The main advantage to the “mythical” top-down methodology is, it allows you to debug high-level errors at a high-level, and low-level errors at a low level, and know which is which.

2 comments

  1. Hi Richard,

    In this context, top down design is just good design. Separating what something is supposed to do versus how to do it has been successfully used in the software domain.

    A related concept that I like to use in verification is “ends-in” design. What this means is start at the top and the bottom and work your way inward. I suspect that this is the iterations you were referring to in your blog.

    In my world of verification, I use ends-in design to build the top layer of verification components and the lowest layers at the same time. I know what I want on the top, because it should be that obvious. On the lowest layers, I can start on the BFMs and monitors.

    So its not really mythical, just known by different names to different engineers.

    Take care,
    mike

  2. For the scale of designs that I deal with, it is virtually meaningless to start doing simulations on a top-level and fill the costume as we go. While we indeed use a top-level-down method we start we mostly do it in the thought process, in the documentation trail, do a divide and conquer on the analysis. In my experience, spending sufficient time on all that, and selected tests of critial issues, the actual coding and debugging isn’t a very painful process. We often find that we detect hard-to-fix problems in the peer-revision of documents. While the initial part of a project may start top-down, we also do bottom-up and middle-out analsyses early out, in order to investigate the field in advance, and once we know that much of the details can be set just right as you go from the top and downwards.
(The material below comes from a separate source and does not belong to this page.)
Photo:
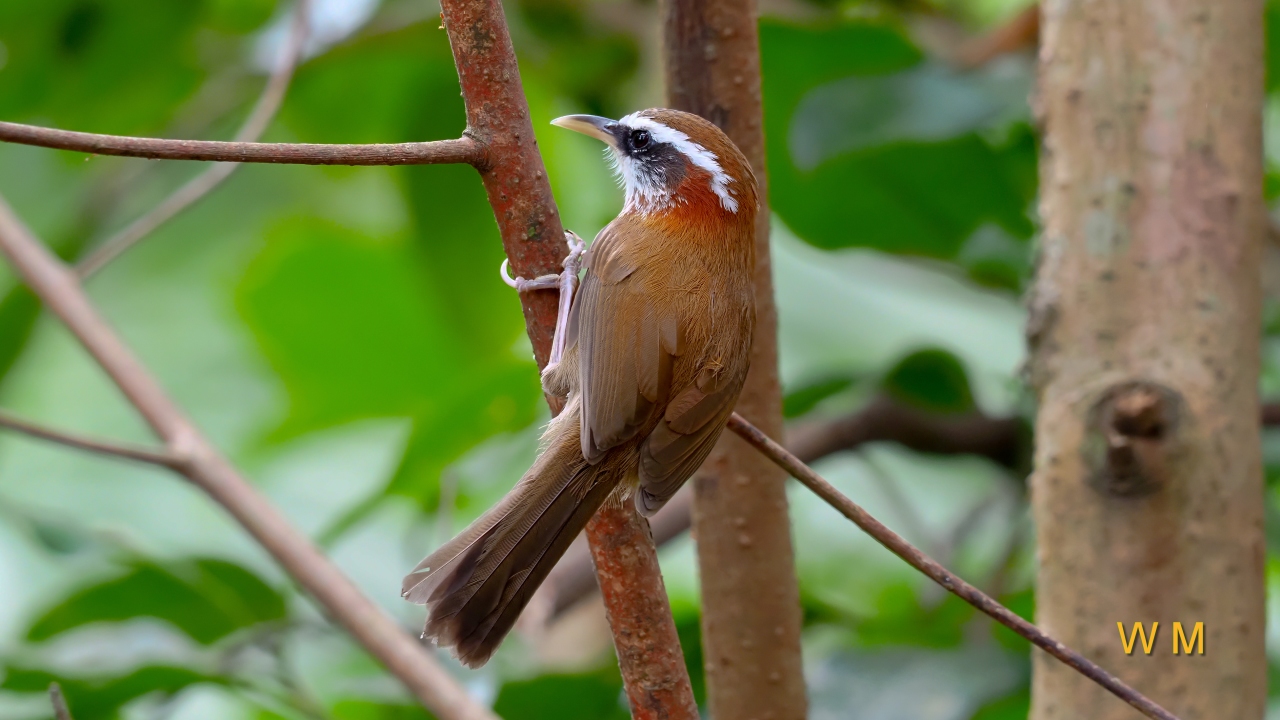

    There is a lot of love in the latest philosphy and the tools that goes with them (especially if you are a tool vendor). Few tools is effective in helping all the way, and in the end you need to think yourself, and then the methods you use in the way you go about engineering the product is the main thing. Tools are there to help, but in the end they can never be the backbone of a solution, they can however be a key to sucsessfull execution of the solution. The focus of most waves of system tools is to shape up every problem to fit into the tools, rather than to shape up the tools to match the specific design problems. If we want a tool to actually work fully top-down, we need to change tool philosophy on a overall scale.